TalkTalk cyber attack: Scale of hack smaller than originally suspected

Extent of the data accessed outlined


30th October 2015

Since the cyber attack on Wednesday 21st October 2015, TalkTalk has been working to establish what happened and, importantly, understand the extent of any individual customer data stolen during this attack.

In light of the potential scale of attack, the company concentrated on informing all customers as quickly as possible. The investigation continues, but it has now been established that the extent of the data accessed is significantly less than originally suspected.

Extent of the personal data accessed:

- Fewer than 21,000 unique bank account numbers and sort codes
- Fewer than 28,000 obscured credit and debit card details (as previously stated, the middle 6 digits had been removed)
- Fewer than 15,000 customer dates of birth
- Fewer than 1.2 million customer email addresses, names and phone numbers

TalkTalk CEO Dido Harding said: "Today we can confirm that the scale of attack was much smaller than we originally suspected, but this does not take away from how seriously we take what has happened and our investigation is still on going.

"On behalf of everyone at TalkTalk, I would like to apologise to all our customers.
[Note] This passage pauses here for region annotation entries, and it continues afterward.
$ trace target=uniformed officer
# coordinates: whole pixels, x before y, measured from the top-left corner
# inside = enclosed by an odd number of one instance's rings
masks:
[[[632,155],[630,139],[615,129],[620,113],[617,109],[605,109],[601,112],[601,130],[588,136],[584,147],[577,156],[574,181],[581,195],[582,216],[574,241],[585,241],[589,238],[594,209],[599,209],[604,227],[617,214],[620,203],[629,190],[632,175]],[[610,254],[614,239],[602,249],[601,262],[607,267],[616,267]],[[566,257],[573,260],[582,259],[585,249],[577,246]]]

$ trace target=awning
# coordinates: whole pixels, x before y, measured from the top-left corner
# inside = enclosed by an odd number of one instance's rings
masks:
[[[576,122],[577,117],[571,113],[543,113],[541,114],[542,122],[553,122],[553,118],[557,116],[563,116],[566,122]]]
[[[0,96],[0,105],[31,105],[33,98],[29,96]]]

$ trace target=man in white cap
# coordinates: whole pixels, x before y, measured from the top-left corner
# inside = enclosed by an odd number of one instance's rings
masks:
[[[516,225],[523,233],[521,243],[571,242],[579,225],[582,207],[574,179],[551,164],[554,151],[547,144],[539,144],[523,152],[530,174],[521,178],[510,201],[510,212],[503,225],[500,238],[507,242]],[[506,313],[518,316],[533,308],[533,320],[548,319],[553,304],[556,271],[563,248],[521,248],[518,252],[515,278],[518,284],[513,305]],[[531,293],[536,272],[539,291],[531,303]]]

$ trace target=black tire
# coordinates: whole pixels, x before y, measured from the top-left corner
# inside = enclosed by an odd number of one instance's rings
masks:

We know that we need to work hard to earn back your trust and everyone here is committed to doing that."

Starting today, TalkTalk is writing to all customers who have been affected by this to let them know what information has been accessed.

As previously confirmed, the credit and debit card details accessed cannot be used for financial transactions.

In addition, TalkTalk has shared the affected bank details with the major UK banks so they can take their usual actions to protect customers' accounts in the highly unlikely event that a criminal attempts to defraud them.

Customers are also encouraged to take up TalkTalk's offer of 12 months credit monitoring alerts with Noddle, one of the leading credit reference agencies, free of charge, by following these instructions and using the code TT231 at checkout.

Even though the scale of the attack is significantly smaller than initially suspected, TalkTalk continues to advise all its customers to be vigilant, and to take all precautions possible to protect themselves from scam phone calls and emails.

The Metropolitan Police investigation is ongoing. Detective Superintendent Jayne Snelgrove of the Met's cyber crime unit said: "TalkTalk have done everything right in bringing this matter to our attention as soon as possible. Our success relies on businesses being open with us and each other about the threats they encounter."